Leftmost Digit（对数，数论）

Leftmost Digit

Time Limit: 2000/1000 MS (Java/Others) Memory Limit: 65536/32768 K (Java/Others)

Total Submission(s): 14445 Accepted Submission(s): 5532

Problem Description
Given a positive integer N, you should output the leftmost digit of N^N.



Input
The input contains several test cases. The first line of the input is a single integer T which is the number of test cases. T test cases follow.

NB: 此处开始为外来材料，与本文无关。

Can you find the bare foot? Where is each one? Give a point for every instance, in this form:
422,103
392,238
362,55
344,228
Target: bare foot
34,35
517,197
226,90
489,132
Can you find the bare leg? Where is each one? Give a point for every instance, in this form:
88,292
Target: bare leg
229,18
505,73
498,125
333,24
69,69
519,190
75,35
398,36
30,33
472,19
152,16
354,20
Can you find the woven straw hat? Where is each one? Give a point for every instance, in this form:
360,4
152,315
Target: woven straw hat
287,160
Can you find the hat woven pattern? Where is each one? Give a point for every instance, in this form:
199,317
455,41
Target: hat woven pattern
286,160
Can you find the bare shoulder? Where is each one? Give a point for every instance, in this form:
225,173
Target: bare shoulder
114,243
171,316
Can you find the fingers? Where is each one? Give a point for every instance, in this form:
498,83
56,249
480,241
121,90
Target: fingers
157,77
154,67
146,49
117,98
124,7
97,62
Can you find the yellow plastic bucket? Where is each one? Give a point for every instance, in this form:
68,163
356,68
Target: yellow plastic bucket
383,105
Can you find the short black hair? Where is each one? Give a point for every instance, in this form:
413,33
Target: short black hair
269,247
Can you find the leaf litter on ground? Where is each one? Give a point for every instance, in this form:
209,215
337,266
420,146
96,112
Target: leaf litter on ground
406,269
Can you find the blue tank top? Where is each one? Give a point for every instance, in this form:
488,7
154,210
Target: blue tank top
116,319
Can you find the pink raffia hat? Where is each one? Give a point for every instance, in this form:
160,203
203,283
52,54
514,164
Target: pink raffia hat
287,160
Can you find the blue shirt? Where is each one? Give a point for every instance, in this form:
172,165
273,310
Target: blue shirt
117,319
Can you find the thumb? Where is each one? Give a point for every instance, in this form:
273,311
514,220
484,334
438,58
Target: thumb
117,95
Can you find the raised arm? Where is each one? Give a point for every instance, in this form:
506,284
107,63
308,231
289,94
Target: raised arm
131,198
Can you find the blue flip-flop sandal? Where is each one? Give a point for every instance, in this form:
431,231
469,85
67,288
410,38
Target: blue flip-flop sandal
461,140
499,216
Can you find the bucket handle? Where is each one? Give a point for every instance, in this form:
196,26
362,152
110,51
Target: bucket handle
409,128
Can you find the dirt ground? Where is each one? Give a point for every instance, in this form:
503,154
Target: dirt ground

Each test case contains a single positive integer N(1<=N<=1,000,000,000).



Output
For each test case, you should output the leftmost digit of N^N.



Sample Input

2
3
4

Sample Output

2
2

分析：

n^n=a.bcdegf.... * 10^m; 科学计数法

两边去对数：n*lg(n)=m+lg(a.bcdef...);（2）

因为在科学计数法中 1<=a<10, 所以 0<lg(a)<1；即，在（2）式中，lg(a.bcdef...)表示的是n*lg(n)的小数部分

code:

#include<stdio.h>
#include<iostream>
#include<math.h>
#include<algorithm>
using namespace std;
int main()
{
    int t;
    long long n;
    scanf("%d",&t);
    while(t--)
    {
        scanf("%lld",&n);
        //n*lg(n)=m+lg(a);//1<=a<10,所以0<lg(a)<1 ，即表示的是小数部分
        //(int)n*lg(n)//表示的是m，
        // (double)n*lg(n)//表示的是 lg（a），
        double j=(double)n*log(n*1.0)/log(1.0*10);
        long long k=(long long)n*log(n)/log(10);
        int ans=(int)pow(10.0,j-k);
        cout<<ans<<endl;
    }
    return 0;

数学是深造的科学！！！